Centrality measurement, such as degree centrality, betweenness, and eigenvector centrality, are among the most popular ones. Degree centrality is the simplest centrality measurement. Given a graph G, denote the set of vertices of G as V(G), and then the degree centrality for any v ∈ V(G) is defined as CD(v)=d(v)|V(G)|−1,(1) where d(v) is the degree of v and |V(G)| is the number of vertices in G. Degree centrality considers only the local topology of the network. It may be interpreted as a measure of immediate influence, rather than global impact in the network.

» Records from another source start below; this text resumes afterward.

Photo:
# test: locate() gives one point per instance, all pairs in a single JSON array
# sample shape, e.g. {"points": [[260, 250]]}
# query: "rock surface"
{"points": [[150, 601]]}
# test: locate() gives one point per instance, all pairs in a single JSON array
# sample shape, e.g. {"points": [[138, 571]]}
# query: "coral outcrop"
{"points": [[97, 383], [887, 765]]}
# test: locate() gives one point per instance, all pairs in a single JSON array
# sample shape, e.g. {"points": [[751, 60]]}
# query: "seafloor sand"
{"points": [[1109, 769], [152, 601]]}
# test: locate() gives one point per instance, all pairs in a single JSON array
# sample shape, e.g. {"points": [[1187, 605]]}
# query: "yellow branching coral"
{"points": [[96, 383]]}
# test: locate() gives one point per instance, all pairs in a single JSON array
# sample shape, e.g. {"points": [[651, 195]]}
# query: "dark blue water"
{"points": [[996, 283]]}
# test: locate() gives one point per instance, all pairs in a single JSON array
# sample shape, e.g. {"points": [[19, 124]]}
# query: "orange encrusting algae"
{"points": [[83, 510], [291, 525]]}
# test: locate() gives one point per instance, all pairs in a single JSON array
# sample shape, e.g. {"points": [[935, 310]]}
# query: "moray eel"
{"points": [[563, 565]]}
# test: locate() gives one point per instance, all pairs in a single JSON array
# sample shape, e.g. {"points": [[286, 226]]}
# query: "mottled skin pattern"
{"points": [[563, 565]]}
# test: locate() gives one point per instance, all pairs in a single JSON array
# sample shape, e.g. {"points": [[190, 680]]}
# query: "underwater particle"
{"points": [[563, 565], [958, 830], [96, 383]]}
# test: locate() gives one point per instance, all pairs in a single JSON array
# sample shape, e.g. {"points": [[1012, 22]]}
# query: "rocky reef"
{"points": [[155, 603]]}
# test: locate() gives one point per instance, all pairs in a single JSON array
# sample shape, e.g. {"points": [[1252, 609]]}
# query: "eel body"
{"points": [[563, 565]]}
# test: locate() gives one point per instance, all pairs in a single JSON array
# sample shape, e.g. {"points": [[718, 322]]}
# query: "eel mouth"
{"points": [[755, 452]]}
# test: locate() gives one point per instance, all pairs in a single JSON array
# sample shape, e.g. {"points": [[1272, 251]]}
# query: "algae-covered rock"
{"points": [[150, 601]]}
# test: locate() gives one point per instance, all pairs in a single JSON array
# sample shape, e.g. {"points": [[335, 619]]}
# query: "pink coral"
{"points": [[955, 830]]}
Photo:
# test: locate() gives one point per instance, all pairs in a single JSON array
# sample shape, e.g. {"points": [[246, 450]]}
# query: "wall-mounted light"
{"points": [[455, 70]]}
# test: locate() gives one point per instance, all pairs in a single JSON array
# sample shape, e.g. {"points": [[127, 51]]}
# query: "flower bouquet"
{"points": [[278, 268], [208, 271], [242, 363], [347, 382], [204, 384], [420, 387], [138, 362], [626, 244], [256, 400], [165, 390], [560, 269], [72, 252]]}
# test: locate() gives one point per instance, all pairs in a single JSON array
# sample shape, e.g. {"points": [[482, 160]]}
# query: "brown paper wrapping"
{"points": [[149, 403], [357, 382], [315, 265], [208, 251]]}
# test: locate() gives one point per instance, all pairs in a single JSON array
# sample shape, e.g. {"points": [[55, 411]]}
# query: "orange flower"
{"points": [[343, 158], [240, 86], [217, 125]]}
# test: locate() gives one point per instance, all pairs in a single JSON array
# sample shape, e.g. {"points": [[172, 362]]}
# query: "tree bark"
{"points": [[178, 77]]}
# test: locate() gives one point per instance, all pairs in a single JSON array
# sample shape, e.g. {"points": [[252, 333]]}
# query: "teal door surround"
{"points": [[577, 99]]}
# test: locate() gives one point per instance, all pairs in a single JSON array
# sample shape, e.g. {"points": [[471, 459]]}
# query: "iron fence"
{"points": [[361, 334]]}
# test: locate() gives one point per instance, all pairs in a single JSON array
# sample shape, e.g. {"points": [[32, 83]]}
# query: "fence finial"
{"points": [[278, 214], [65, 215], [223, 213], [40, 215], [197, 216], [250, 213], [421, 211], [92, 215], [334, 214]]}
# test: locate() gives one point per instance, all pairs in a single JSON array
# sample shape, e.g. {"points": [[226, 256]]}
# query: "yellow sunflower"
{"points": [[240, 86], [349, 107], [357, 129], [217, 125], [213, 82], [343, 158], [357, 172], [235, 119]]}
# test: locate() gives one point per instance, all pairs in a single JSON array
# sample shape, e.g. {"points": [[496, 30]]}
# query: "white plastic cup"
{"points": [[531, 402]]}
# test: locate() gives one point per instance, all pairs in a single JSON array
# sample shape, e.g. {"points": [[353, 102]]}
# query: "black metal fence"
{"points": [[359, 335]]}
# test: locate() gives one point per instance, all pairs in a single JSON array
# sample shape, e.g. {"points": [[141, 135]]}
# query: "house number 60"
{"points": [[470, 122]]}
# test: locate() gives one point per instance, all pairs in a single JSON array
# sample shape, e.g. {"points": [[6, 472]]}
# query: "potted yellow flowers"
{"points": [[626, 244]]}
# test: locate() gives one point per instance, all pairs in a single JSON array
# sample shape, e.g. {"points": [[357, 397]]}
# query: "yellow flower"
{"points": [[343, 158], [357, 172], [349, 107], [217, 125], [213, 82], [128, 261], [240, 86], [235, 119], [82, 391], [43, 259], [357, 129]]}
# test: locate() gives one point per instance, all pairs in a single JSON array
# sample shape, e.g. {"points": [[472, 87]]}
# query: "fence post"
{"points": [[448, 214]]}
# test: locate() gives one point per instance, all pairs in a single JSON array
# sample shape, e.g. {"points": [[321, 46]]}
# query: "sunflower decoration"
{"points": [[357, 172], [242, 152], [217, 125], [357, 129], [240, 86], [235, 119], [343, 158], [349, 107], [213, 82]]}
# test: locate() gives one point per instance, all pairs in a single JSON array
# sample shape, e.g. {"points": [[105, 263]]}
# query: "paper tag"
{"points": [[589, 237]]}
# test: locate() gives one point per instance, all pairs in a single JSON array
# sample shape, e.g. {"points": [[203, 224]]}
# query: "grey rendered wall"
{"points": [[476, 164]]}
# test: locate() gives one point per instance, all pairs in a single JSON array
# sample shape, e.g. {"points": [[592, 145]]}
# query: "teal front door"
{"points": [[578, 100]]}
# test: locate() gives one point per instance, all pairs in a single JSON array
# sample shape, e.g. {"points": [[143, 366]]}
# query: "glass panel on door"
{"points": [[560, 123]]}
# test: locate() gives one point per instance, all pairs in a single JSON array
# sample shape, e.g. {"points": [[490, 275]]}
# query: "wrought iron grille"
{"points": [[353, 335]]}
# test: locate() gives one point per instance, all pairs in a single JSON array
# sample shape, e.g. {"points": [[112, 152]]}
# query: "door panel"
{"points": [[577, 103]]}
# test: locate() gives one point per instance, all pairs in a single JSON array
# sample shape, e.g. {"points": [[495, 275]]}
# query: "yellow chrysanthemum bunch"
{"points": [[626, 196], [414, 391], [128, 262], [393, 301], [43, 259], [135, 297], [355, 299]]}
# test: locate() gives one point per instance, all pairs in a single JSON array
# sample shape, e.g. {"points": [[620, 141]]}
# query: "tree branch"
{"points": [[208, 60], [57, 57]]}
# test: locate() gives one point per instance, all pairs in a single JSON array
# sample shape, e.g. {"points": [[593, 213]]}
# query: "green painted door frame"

The betweenness centrality for any v ∈ V(G) is defined as CB(v)=2(|V(G)|−1)(|V(G)|−2)∑s≠v≠t σst(v)σst,(2) where s, v, t ∈ V(G), σst is the number of shortest paths from s to t, and σst(v) is the number of shortest paths from s to t that pass through the vertex v. Betweenness centrality is one of the most popular centrality measures which consider the global structure of the network. It characterizes how influential a vertex is in communicating between vertex pairs. The eigenvector centrality score of the ith vertex in the network is defined as the ith element of the eigenvector corresponding to the largest eigenvalue of the following characteristic equation: Ax=λx,(3) where A is the adjacency matrix of the network, λ is the largest eigenvalue of A, and x is the corresponding eigenvector.

It simulates a mechanism in which each vertex affects all of its neighbors simultaneously. Eigenvector centrality is a type of extended degree centrality that is proportional to the sum of the centralities of the vertex's neighbors. A vertex has large value of eigenvector centrality score either if it is connected to many other vertices or if it is connected to others that themselves have high eigenvector centrality. Since different centrality measures are based on different aspects of a network, the final centrality scores and ranking of the nodes in the network may be different. The difference may be discussed in Section 4.3. Centrality Guided Clustering In this section, some notation and terminology are introduced and the centrality guided clustering (CGC) algorithm is presented.

Given an input dataset, the dataset is modeled being a weighted graph G = (V, E, w). V is the vertex set. Every single vertex in V represents an component from the dataset. |V(G)| represents the number of vertices in G (or factors while in the dataset). E is definitely the edge set. Just about every edge represents a romance involving a pair of components.